The summary file has a size of 0 bytes all the time.
BTW, I have a message filter rule that moves messages to this folder, and new
messages keep coming very frequently - about 5 msgs per 1 minute during peak
hours - those are admin notifications from a 500 user mail server.
*** Bug 182907 has been marked as a duplicate of this bug. ***
BTW I've placed more testcases at the location from comment #15, all are
compressed archives containing versions of the big folder I have trouble with.

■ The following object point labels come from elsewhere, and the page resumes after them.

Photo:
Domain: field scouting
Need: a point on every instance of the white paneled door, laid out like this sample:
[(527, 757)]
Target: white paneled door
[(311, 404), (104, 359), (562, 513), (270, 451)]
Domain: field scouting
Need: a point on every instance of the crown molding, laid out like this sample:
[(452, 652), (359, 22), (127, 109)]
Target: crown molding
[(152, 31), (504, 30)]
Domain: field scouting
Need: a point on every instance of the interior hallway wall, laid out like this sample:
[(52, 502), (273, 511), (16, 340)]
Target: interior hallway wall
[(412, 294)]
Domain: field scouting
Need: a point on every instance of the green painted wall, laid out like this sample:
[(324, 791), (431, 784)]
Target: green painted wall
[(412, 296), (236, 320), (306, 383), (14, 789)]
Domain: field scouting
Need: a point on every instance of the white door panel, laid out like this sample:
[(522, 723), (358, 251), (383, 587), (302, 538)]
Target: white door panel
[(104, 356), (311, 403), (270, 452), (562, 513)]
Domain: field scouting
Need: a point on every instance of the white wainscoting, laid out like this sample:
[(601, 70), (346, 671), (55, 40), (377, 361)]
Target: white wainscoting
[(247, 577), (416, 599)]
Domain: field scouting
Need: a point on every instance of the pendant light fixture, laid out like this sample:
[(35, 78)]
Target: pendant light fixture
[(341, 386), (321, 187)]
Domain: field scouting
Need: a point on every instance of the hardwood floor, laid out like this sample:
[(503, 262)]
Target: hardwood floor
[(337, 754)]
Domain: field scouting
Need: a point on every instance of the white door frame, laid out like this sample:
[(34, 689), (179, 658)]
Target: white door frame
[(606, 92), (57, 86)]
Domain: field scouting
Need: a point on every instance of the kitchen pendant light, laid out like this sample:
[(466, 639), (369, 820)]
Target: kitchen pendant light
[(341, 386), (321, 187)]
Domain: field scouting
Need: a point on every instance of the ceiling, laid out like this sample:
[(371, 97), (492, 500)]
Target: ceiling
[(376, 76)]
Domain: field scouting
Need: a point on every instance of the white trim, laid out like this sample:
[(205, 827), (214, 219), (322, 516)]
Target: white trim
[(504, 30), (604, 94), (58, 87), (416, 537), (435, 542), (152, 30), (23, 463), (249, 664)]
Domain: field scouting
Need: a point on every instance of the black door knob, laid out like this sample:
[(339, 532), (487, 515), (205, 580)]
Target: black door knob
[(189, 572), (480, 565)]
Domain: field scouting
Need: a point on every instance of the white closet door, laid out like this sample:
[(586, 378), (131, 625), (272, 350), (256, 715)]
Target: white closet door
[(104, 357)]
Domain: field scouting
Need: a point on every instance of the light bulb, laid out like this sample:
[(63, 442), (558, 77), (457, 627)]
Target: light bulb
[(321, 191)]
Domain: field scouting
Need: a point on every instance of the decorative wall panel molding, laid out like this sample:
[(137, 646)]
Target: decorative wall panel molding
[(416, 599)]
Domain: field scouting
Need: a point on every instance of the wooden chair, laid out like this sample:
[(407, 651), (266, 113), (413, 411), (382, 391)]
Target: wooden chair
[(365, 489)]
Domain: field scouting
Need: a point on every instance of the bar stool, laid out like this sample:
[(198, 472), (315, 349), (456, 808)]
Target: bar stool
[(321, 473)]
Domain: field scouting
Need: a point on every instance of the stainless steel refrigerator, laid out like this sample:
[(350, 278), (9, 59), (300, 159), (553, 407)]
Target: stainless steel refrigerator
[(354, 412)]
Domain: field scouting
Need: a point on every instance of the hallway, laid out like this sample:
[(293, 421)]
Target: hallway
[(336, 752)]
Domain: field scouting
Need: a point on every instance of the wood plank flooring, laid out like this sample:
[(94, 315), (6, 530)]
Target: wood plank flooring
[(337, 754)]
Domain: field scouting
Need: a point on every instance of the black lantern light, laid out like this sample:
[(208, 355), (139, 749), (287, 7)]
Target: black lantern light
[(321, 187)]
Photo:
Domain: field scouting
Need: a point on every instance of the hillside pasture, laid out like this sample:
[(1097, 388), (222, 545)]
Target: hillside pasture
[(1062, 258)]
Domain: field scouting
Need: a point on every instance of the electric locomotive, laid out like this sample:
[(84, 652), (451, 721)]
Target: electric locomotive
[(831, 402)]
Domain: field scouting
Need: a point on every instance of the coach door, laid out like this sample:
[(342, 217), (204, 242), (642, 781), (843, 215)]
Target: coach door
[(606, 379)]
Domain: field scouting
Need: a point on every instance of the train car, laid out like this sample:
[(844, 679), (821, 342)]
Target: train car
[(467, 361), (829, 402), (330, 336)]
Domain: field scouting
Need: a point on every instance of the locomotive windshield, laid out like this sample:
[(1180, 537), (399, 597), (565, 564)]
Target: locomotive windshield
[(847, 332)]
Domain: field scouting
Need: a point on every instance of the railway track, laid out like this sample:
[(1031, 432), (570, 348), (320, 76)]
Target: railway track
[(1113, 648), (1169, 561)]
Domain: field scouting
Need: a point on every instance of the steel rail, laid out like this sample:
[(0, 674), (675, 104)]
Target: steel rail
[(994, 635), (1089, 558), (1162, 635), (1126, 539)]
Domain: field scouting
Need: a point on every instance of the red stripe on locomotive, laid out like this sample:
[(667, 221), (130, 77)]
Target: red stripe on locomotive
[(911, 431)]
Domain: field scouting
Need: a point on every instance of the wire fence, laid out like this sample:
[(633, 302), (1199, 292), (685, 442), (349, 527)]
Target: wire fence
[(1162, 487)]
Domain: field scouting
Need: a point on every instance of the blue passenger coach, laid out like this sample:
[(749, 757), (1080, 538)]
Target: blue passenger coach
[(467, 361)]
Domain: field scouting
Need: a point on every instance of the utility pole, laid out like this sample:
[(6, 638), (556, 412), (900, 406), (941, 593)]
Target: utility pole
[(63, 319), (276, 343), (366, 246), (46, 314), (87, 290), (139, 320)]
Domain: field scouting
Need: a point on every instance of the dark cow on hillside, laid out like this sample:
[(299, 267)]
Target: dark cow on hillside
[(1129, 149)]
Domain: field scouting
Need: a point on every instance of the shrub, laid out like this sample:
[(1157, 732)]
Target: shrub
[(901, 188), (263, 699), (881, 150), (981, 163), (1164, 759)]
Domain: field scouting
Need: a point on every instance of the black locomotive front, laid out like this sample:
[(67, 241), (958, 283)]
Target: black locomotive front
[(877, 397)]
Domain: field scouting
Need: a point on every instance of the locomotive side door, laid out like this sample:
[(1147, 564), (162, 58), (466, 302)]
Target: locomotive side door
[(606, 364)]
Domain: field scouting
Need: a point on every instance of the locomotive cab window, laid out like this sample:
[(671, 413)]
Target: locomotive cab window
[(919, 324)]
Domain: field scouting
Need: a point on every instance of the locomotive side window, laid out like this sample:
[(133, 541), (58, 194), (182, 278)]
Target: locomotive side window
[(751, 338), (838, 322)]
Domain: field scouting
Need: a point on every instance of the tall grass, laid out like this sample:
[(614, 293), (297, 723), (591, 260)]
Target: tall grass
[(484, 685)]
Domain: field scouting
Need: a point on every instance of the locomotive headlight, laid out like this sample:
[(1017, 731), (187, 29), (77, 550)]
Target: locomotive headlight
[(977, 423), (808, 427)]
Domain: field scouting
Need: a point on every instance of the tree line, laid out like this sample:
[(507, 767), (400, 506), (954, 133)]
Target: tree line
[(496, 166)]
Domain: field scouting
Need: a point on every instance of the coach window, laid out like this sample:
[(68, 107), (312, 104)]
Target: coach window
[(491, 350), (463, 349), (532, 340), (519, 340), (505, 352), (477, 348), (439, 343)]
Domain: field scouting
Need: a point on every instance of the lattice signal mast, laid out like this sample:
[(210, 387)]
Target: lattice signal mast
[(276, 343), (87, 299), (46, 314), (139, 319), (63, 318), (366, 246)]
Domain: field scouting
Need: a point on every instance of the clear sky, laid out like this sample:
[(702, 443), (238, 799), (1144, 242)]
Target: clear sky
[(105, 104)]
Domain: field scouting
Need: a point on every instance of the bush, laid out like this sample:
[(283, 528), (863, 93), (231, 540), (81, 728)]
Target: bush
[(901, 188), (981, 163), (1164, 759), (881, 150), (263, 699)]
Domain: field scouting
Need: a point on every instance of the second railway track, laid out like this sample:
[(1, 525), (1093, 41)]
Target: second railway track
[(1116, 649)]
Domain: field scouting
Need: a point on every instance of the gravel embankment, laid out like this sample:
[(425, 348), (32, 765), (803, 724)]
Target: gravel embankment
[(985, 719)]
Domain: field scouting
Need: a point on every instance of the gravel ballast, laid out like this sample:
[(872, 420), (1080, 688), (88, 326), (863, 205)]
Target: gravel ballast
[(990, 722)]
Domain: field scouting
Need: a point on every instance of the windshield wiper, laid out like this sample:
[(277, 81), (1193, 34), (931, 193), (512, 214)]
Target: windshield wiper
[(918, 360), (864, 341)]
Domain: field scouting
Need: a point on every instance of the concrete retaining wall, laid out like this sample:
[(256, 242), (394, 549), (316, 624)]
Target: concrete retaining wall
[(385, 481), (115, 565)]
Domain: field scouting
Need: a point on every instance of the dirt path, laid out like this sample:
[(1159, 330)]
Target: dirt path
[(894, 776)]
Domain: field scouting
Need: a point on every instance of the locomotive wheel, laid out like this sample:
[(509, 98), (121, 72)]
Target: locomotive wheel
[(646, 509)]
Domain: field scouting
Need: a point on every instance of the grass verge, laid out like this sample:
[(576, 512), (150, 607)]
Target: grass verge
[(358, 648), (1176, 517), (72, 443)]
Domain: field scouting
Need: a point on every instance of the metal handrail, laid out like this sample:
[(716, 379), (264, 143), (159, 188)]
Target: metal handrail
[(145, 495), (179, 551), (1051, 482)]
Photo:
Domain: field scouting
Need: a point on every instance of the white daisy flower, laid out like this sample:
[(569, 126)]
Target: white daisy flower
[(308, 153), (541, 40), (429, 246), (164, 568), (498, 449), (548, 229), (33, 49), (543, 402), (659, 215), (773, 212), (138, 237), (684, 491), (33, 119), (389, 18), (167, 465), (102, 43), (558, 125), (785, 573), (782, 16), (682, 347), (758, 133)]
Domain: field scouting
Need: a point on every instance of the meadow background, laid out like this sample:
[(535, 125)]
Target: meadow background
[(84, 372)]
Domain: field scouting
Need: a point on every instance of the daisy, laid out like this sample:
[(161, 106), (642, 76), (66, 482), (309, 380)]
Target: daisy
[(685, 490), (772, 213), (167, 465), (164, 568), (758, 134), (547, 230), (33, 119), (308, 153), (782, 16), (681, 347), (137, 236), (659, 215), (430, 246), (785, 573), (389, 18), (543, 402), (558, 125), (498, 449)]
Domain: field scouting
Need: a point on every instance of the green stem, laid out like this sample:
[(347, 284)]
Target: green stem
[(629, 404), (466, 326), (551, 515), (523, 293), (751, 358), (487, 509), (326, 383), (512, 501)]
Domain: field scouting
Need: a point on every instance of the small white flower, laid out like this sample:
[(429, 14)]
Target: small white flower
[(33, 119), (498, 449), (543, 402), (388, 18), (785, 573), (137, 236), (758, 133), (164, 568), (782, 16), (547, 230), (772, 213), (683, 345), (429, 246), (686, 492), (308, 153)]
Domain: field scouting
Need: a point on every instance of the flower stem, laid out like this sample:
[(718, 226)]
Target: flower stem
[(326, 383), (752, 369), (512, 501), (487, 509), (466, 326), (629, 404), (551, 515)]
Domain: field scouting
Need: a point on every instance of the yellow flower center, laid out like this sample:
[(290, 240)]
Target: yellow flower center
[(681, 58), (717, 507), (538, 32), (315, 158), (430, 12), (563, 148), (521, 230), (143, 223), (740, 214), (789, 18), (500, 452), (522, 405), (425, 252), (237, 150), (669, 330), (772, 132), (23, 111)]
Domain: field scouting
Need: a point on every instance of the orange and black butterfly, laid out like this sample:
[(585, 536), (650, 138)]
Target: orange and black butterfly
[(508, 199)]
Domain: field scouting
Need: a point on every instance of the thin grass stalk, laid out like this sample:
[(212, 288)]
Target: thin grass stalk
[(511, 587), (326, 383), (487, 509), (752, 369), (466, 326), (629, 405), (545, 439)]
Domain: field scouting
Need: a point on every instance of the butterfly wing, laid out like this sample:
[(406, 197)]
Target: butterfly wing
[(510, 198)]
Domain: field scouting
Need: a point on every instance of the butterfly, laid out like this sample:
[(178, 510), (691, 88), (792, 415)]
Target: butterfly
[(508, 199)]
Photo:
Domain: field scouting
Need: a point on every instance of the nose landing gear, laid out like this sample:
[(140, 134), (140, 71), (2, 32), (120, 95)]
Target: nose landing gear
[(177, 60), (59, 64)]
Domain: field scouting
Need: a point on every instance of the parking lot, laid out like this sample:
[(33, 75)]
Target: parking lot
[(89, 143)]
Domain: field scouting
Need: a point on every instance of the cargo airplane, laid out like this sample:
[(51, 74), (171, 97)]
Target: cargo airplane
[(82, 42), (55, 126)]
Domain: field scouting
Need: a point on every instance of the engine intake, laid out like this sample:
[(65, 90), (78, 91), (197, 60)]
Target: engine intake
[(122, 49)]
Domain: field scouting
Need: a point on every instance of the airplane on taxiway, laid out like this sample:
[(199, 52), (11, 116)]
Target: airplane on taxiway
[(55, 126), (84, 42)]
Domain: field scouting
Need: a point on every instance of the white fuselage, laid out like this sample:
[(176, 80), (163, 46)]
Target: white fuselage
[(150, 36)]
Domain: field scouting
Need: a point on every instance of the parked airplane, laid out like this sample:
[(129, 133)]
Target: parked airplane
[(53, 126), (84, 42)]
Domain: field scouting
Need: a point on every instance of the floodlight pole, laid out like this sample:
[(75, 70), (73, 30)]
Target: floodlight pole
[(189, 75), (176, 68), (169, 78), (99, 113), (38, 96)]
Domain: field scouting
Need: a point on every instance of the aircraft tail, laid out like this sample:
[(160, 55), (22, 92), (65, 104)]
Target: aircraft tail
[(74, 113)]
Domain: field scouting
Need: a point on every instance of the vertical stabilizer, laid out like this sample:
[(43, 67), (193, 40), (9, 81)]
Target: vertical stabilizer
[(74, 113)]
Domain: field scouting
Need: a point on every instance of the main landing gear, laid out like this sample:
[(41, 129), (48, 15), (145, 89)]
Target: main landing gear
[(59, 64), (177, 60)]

The latest ones will be compressed with bzip2 instead of gzip - now they only
take 1.9MB.
ok i get this problem too, on both win98 se and linux, but its a tad slower to
build on linux (both have mozilla 1.3 release), i should mention that i
symlinked the 'Mail' directory from windows to linux so i use the same folders
for both... i dont know if that could be a problem, because it seems to build it
everytime i reboot computer.. maybe every time i switch OS it thinks the summary
file is not up to date ?!?!

btw, i have about 300 messages, and it takes about a minute to build summary
file for inbox, size of Inbox file: 26309K

how do i prevent it from rebuilding every time?

Nehal
yes, the symlink is what's causing the problem. The timestamps stored in the
.msf files aren't agreeing with the timestamp of the file on the disk,
presumably becausee the two os's aren't in sync as far as the times are concerned.
so what would be the fix? (other than not symlinking, i would like to use common
folders)
I would like to lend my support to this bug report.  I get "Rebuilding summary
file" at least a few times a week (probably because Mozilla or Windows hangs
just as often).  It takes eons to complete.  When it's done, there is no visible
difference, but OK, maybe it's repairing something.  Surely, there must be a way
to accelerate this.  Maybe the answer is not to let the mail file get so big so
quickly in the first place (mine is well under 100MB, and it still takes several
minutes on a 1999 PC).  Perhaps the answer is to index the mail file and only
rebuild those parts of it which require rebuilding.  Please, someone optimize
this.  Thank you.



I am sitting here right now waiting. I have a "backups" folder off of my inbox
that has serveral hundred e-mails with attached files. The attached files are
1-2MB apiece. For some reason, it is taking 1 second PER e-mail to rebuild the
index. This is ridiculous. 

For some reason, Mozilla e-mail is so incredibly unstable that I can't run my
e-mail for more than a few days without needing to rebuild all of my indexes.
This is a complete mess.
In case it wasn't clear, it seems like the time it takes to index somehow
depends on the size of the attachment, which seems wrong to me.
parsing a mail folder/mail message is dependent on the size of the message - we
have to read through the message to find the beginning of the next message. 1MB
a second is still slow, however.

My summary files are never invalidated. There seems to be something about some
people's configurations or useage models that invalidate summary files. If I had
reproducible steps on my machine that caused this bug, I'd have a much better
chance to fix it.
can someone tell me how it decides whether it should rebuild or not, 
so i can fix for my problem (comment #19), does it compare dates 
of files or what?

thankyou, Nehal
Fixing bug 58308 is likely to provide a satisfiable fix to this bug.

Adding bug 58308 to deps.
Depends on: 58308
I think the problem is not frequent rebuilds but the time spent doing them.
Rebuilding a mailbox under old Mozila 4.8 is THREE times faster. The very same
mailbox! :-(. See comment #13

This issue and general inestability in email/news component keeps me using NS
4.8 for email. Mozilla is superbe as a browser, nevertheless.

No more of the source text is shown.